I’ll just say it at the very beginning; if you don’t backup, do it — today!
Everybody knows how important it is to backup your data, but most people actually don’t do it. According to Apple, only 4 % maintain proper backups.
I’ll try and give you easy-to-understand-and-follow tips here. Things that you actually can use. This will be a series of articles about backup.
Today we’ll start with… …starting. Get us going.
First of all let’s start with the most important things, that won’t cost you too much:
Backup you pictures
There is probably nothing you’ll miss more after a devastating fire or theft than you pictures. You’ll easily live without your couch, your TV (yes, you can ;-)) and your cutlery. Your insurance company will replace it for you! Your silverware is probably a bit worse, esp. if it has been in you family for generations. But most important is your pictures; it’s your memories!
How do you backup fast and inexpensively? With a DVD or a CD burner. If you have a DVD burner, use DVDs, as they provide more storage space, and they’re mostly less inexpensive than CDs when comparing cost/megabyte. If you use re-writable DVDs, you can re-use your DVDs (same goes for CDs).
If you can fit everything on a single DVD
If you can fit everything on a single DVD, it’s very easy; just burn (= record) it, and you have a complete backup! The next thing to do, is to store it outside your home. If you have somewhere to lock it up at work, do so. If you have a box in you local bank, nothing will be safer. Or at your parents’. Just make sure it’s not too far from room temperature and dry.
The next thing to do is to do it again. How often will depend on how often you add photos or change your pictures. I would make a new backup as soon as you add something important to your library, which normally means every time you adds something… Just burn a new DVD, and store it with the first one. When you have 5 DVDs you can start re-using them, if you us re-writable DVDs.
If you can fit everything on a few DVDs
Very often DVD recorders come with good programs, such as Easy Media Creation Suite (Windows) or Toast (Mac). There are many more good programs for both Mac, Windows and Linux, these are just good examples.
What’s nice about these programs, is that they enable you to span backups across several DVDs or CDs! That means that if your total amount of data exceeds the size of a single disk, the program will split them for you, without you having to do anything but changing the disks. Nice :-) And the next time you want to make a backup, the program will only backup the files that have been changed or added, saving you a lot of time!
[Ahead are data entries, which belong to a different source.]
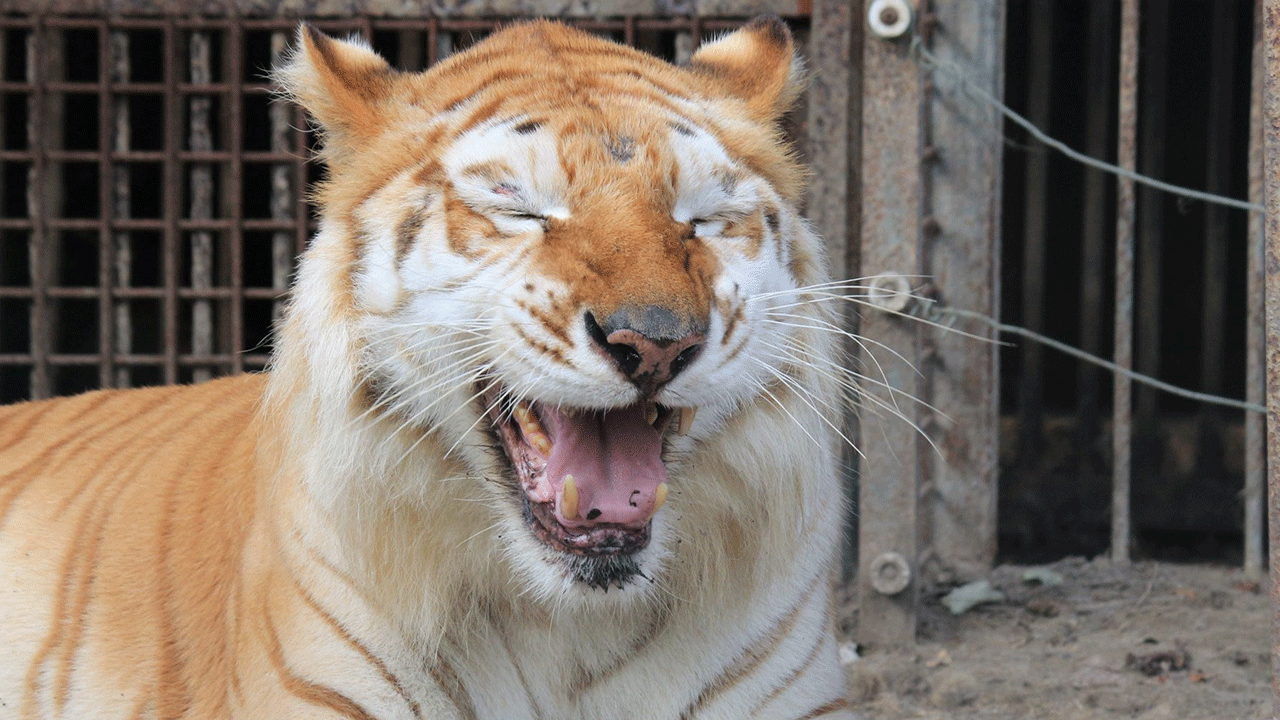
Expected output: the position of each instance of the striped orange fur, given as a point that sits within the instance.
(549, 432)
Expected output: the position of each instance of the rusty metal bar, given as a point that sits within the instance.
(1208, 456)
(201, 178)
(122, 258)
(1271, 201)
(835, 105)
(1255, 352)
(888, 490)
(1100, 106)
(236, 182)
(282, 190)
(172, 203)
(5, 39)
(1151, 220)
(1127, 156)
(37, 210)
(961, 195)
(105, 329)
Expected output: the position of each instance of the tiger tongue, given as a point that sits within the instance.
(615, 459)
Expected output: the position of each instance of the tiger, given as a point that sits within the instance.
(551, 427)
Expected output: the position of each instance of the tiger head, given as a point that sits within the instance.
(548, 279)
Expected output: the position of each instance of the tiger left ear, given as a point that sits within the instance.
(341, 83)
(755, 64)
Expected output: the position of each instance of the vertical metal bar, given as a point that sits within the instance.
(37, 209)
(1271, 201)
(832, 146)
(1100, 106)
(433, 48)
(1127, 156)
(1208, 456)
(122, 258)
(963, 190)
(106, 358)
(1151, 209)
(201, 178)
(172, 200)
(282, 188)
(236, 144)
(1255, 358)
(7, 35)
(1031, 386)
(887, 534)
(1031, 383)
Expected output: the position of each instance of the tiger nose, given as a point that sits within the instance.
(648, 345)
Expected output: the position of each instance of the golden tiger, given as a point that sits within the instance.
(472, 484)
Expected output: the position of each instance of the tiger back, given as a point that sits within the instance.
(549, 431)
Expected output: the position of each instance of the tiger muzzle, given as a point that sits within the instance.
(649, 345)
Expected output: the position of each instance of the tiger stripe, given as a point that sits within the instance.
(352, 642)
(755, 655)
(307, 691)
(447, 679)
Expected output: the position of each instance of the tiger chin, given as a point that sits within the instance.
(549, 431)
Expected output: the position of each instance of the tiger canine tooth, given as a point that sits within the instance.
(650, 413)
(568, 499)
(686, 420)
(659, 496)
(540, 442)
(524, 415)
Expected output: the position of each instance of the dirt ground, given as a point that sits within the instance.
(1151, 642)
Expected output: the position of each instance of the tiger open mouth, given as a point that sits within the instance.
(590, 479)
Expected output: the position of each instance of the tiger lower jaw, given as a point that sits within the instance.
(590, 481)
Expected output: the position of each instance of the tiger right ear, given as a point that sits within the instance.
(755, 64)
(341, 83)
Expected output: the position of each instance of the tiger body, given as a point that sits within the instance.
(534, 261)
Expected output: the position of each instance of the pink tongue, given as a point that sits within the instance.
(616, 461)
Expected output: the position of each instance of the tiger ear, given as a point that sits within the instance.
(757, 64)
(341, 83)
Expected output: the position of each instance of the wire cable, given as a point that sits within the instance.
(929, 310)
(931, 62)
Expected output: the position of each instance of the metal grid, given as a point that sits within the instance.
(150, 190)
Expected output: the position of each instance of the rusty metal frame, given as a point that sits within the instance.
(1271, 201)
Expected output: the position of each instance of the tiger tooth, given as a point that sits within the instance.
(686, 420)
(522, 413)
(650, 414)
(568, 499)
(540, 442)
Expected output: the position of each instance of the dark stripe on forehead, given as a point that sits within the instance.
(408, 231)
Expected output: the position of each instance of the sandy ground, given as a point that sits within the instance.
(1151, 642)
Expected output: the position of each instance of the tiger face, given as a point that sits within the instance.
(567, 273)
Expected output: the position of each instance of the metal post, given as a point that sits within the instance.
(1208, 456)
(961, 168)
(1255, 360)
(201, 205)
(120, 195)
(833, 109)
(1127, 156)
(1271, 201)
(1101, 68)
(282, 188)
(887, 534)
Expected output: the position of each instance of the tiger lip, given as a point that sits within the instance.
(624, 443)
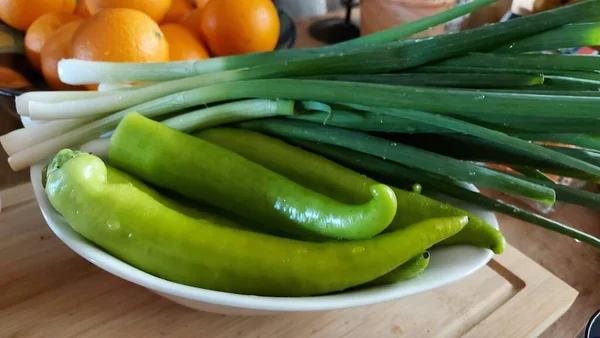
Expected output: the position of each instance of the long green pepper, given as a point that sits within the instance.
(327, 177)
(219, 177)
(127, 221)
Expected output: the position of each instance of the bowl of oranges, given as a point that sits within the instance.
(36, 34)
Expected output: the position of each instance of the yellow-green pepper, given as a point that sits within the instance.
(219, 177)
(327, 177)
(125, 218)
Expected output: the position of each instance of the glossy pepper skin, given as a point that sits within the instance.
(408, 270)
(126, 221)
(219, 177)
(327, 177)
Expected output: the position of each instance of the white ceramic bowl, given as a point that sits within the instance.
(447, 265)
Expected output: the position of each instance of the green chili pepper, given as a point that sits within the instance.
(219, 177)
(408, 270)
(327, 177)
(127, 221)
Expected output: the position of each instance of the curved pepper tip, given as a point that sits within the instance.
(386, 195)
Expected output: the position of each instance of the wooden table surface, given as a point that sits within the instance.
(575, 263)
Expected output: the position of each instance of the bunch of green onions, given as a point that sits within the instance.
(431, 110)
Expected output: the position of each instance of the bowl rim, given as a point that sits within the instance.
(348, 299)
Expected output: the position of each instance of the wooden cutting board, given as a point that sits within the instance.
(49, 291)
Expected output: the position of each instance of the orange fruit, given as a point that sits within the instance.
(183, 45)
(20, 14)
(239, 27)
(40, 30)
(11, 79)
(191, 21)
(120, 35)
(57, 47)
(200, 3)
(82, 9)
(178, 9)
(156, 9)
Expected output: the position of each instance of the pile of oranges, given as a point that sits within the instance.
(138, 30)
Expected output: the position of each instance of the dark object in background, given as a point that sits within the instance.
(287, 31)
(336, 30)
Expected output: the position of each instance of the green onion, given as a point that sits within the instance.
(390, 173)
(229, 113)
(73, 71)
(381, 58)
(579, 140)
(569, 194)
(454, 80)
(581, 63)
(589, 156)
(474, 70)
(21, 139)
(569, 36)
(413, 157)
(467, 103)
(361, 120)
(534, 173)
(530, 149)
(95, 129)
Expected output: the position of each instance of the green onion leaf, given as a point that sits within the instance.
(453, 80)
(390, 173)
(415, 158)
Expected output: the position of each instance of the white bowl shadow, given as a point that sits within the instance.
(447, 265)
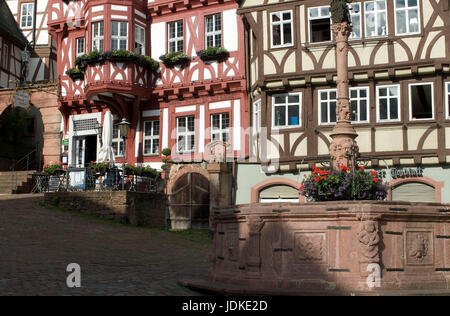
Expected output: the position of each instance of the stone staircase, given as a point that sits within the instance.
(13, 182)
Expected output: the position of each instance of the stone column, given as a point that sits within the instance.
(220, 178)
(343, 148)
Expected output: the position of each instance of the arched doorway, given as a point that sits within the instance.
(21, 135)
(189, 202)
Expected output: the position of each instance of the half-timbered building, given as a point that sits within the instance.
(399, 70)
(181, 107)
(32, 17)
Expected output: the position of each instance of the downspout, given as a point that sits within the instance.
(33, 40)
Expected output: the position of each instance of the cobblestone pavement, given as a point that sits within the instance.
(37, 244)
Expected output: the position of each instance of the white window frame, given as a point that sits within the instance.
(407, 9)
(388, 97)
(329, 100)
(352, 14)
(119, 141)
(221, 131)
(359, 99)
(214, 32)
(119, 37)
(98, 33)
(320, 17)
(152, 138)
(29, 7)
(281, 23)
(178, 37)
(375, 13)
(139, 40)
(185, 134)
(410, 99)
(79, 52)
(286, 105)
(447, 101)
(257, 117)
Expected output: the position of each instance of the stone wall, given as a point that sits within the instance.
(141, 209)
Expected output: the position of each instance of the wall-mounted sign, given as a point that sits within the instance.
(406, 172)
(22, 100)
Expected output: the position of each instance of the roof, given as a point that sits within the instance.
(9, 26)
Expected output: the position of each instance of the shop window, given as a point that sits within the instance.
(421, 101)
(151, 138)
(319, 24)
(281, 29)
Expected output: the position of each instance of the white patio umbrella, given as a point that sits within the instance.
(107, 152)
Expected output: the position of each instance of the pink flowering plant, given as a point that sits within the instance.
(342, 184)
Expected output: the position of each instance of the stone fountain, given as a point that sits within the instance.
(329, 248)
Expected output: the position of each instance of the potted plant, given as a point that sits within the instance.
(54, 169)
(213, 53)
(75, 74)
(99, 168)
(332, 185)
(175, 59)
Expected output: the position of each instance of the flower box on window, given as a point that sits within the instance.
(213, 53)
(175, 59)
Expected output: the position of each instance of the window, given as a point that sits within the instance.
(26, 17)
(79, 46)
(375, 18)
(359, 102)
(281, 28)
(5, 56)
(319, 24)
(119, 35)
(185, 134)
(175, 36)
(447, 98)
(139, 40)
(406, 17)
(388, 103)
(117, 141)
(421, 105)
(257, 116)
(286, 110)
(213, 30)
(97, 36)
(151, 138)
(355, 16)
(220, 127)
(327, 104)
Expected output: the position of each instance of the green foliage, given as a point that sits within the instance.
(53, 168)
(174, 59)
(166, 152)
(213, 53)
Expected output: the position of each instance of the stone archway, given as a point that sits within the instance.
(45, 101)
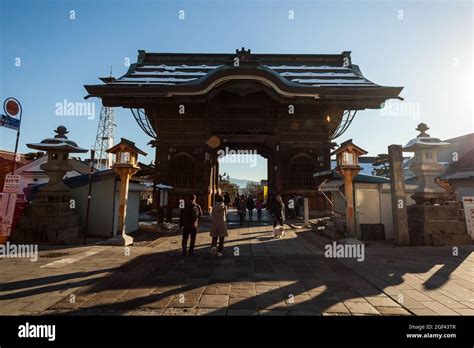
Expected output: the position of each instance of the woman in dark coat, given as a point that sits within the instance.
(250, 206)
(278, 211)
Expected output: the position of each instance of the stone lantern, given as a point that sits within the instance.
(347, 158)
(425, 166)
(52, 217)
(125, 165)
(433, 219)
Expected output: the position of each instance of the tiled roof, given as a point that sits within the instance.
(322, 76)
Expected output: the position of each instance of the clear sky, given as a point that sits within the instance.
(425, 46)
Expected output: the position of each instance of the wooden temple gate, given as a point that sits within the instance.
(289, 108)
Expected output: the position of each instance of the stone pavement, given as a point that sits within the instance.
(258, 275)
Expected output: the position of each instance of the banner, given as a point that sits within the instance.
(468, 203)
(7, 204)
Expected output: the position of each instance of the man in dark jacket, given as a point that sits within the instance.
(188, 221)
(250, 206)
(278, 211)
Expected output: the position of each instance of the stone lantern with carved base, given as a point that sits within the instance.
(125, 165)
(435, 218)
(51, 216)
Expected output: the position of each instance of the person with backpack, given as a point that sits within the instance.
(188, 222)
(219, 226)
(278, 211)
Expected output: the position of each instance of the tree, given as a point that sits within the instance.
(382, 162)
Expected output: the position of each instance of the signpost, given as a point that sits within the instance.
(468, 203)
(7, 205)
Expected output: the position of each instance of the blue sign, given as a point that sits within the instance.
(9, 122)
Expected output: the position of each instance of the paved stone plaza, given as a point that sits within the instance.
(258, 275)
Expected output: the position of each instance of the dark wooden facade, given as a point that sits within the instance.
(289, 108)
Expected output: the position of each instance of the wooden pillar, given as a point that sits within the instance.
(123, 199)
(397, 193)
(278, 167)
(348, 175)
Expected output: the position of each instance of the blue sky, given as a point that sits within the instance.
(426, 47)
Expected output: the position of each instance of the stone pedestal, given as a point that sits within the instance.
(120, 240)
(45, 222)
(437, 225)
(51, 218)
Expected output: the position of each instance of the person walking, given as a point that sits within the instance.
(188, 222)
(259, 206)
(250, 206)
(291, 207)
(241, 210)
(278, 212)
(219, 226)
(226, 199)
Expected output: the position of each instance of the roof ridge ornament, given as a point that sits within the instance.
(61, 132)
(243, 52)
(422, 128)
(243, 57)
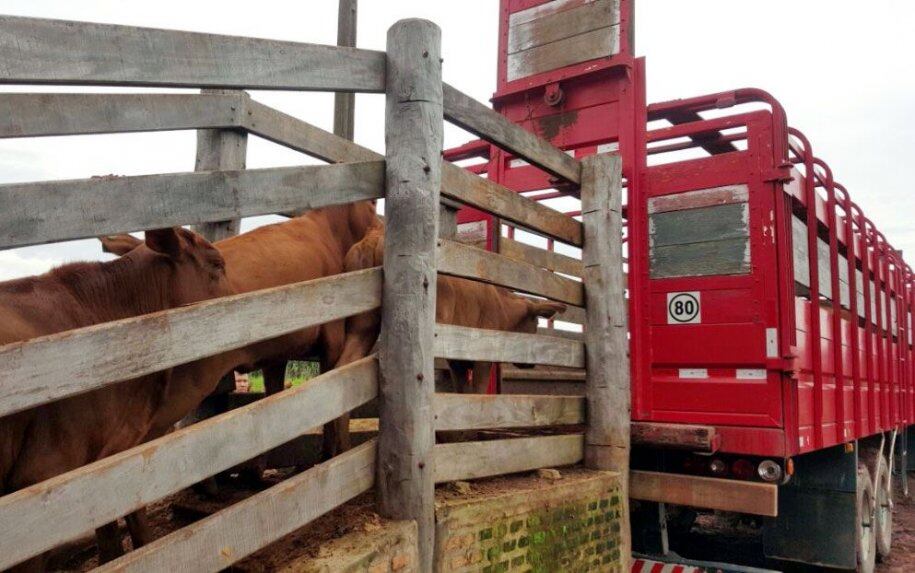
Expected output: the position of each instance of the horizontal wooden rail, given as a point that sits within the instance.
(457, 184)
(469, 262)
(294, 133)
(471, 460)
(38, 51)
(68, 363)
(549, 260)
(153, 470)
(475, 412)
(51, 114)
(704, 492)
(479, 119)
(465, 187)
(33, 213)
(214, 543)
(676, 436)
(461, 343)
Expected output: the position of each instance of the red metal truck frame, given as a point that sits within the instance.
(796, 407)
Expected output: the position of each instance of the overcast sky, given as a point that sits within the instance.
(842, 69)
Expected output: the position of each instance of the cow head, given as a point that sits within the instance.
(536, 310)
(186, 266)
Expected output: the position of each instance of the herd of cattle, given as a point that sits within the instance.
(176, 267)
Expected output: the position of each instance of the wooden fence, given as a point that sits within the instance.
(405, 463)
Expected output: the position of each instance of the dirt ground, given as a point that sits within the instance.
(714, 538)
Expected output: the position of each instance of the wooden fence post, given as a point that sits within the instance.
(607, 361)
(413, 138)
(217, 150)
(345, 103)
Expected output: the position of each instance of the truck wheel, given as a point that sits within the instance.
(883, 485)
(865, 536)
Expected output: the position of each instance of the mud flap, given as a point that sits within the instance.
(816, 511)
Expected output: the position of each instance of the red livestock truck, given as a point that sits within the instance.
(770, 320)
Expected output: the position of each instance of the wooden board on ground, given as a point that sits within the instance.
(704, 492)
(471, 460)
(677, 436)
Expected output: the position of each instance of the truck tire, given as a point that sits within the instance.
(883, 486)
(865, 534)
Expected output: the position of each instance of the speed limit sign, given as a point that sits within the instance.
(683, 308)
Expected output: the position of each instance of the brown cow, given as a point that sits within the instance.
(460, 302)
(174, 267)
(303, 248)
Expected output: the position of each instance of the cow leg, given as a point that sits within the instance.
(110, 545)
(138, 526)
(482, 372)
(459, 370)
(336, 438)
(274, 377)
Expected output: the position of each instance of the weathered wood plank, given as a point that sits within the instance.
(600, 43)
(470, 262)
(475, 412)
(565, 24)
(469, 114)
(549, 260)
(38, 51)
(725, 257)
(34, 213)
(457, 184)
(302, 136)
(155, 469)
(465, 187)
(700, 225)
(53, 367)
(544, 373)
(461, 343)
(216, 542)
(50, 114)
(414, 129)
(677, 436)
(572, 335)
(710, 493)
(221, 150)
(471, 460)
(607, 384)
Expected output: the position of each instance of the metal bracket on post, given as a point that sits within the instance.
(414, 123)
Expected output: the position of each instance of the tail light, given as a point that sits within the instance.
(769, 471)
(743, 469)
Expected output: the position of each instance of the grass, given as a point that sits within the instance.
(296, 373)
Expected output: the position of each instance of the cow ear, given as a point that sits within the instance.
(547, 309)
(165, 241)
(119, 244)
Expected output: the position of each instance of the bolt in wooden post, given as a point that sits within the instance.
(607, 361)
(217, 150)
(413, 139)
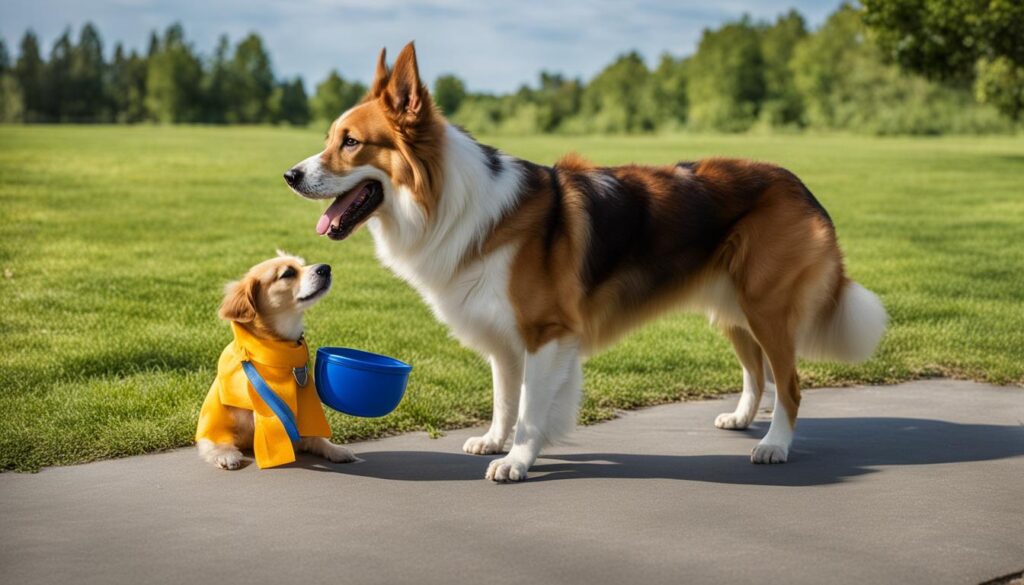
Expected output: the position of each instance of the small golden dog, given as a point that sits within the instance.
(265, 308)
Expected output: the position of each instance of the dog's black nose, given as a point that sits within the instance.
(293, 176)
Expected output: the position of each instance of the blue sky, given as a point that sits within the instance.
(495, 46)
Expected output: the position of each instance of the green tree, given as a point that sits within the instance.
(217, 84)
(726, 82)
(957, 42)
(557, 99)
(126, 86)
(846, 85)
(30, 72)
(782, 103)
(58, 84)
(4, 57)
(334, 95)
(289, 102)
(669, 91)
(619, 99)
(252, 82)
(86, 99)
(11, 107)
(449, 93)
(173, 77)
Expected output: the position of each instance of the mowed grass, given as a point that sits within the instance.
(116, 242)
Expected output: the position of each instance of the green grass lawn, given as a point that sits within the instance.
(115, 244)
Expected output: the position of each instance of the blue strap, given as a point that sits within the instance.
(279, 406)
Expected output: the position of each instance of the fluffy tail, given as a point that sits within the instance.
(851, 331)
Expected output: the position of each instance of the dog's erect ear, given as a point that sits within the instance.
(240, 300)
(406, 94)
(381, 77)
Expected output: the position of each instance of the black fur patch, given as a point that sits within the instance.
(620, 219)
(688, 165)
(555, 218)
(809, 197)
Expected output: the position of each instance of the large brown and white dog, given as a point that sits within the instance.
(538, 266)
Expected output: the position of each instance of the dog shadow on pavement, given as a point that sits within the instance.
(825, 451)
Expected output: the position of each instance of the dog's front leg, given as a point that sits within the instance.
(506, 370)
(547, 371)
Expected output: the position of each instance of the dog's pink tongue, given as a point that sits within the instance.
(330, 215)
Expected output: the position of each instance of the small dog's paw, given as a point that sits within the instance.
(481, 446)
(506, 469)
(227, 460)
(338, 454)
(731, 420)
(769, 453)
When using this options, you can can easily make a backup of your entire My documents folder (Windows) or the Home folder in your Mac or Linux system. But DO exclude videos, if you have a large video collections, otherwise you’ll spend an eternity swapping disks! If you have a few tenths of gigabytes of movies or more, DVDs are not suitable.
If you can’t fit everything on a few DVD
Then it’s time for an external hard drive… We’ll talk more about this option later in this series, as this option also have a lot of other possibilities and implications as well.
If you use a mail applications, you’ll want to make a backup of your mail. If you use something like Gmail or Hotmail, Google and Microsoft (respectively) will make a backup for you. Use the help function in your mail program to show you where your mail is located. It should reside inside your My documents folder (Windows) or the Home folder in your Mac or Linux system. If it doesn’t you should move it there, and again consult the help function in your mail program. Mac and Linux users rarely have to consider this.
You’ll also want to make a backup of your other documents, such as letters, invitations, all your spreadsheets and text documents. These should be located inside your My documents folder if you use Windows, and Mac- and Linux users should store all documents inside their users Documents folder.
What NOT to backup
It’s important to know what to backup, but it is equally important to know what NOT to backup, otherwise you’ll spend your life swapping DVDs. I promise you, it’s only fun the first 250 times you swap…
If you use Windows or Linux, making backups of you applications is actually futile, as the most probably won’t work when you try to copy them back (also called “restore”). On a Mac it will almost always work, but make sure you make it a separate backup cycle, as applications tend to take a lot of space. On any operating system you might as well re-install everything from scratch — you don’t have to do that on Macs, but you’ll save yourself the trouble of swapping DVDs.
When you backup your home folder on Linux or Mac, you will also retain all preferences in your programs, but on Windows you’ll have to expect to spend some time after you’ve re-installed your software on setting your preferences.
As earlier mentioned, DON’T backup a large movie collection in the same backup as the rest, rather do that separately.
Don’t backup your system on DVDs, as you can re-install it from CDs or DVDs (you should keep those disks when you purchase your system or download it, you know ;-)).
One final word on backup applications… Check places like Versiontracker for software that meets your needs, and read the users comments on the software, as it can aid you in finding the right application for you. You’ll want the right application, not necessarily the cheapest application, and your don’t want to pay for features you don’t need.
Next time we’ll discuss using hard disks for backup.
But start backing up today, it’s easy!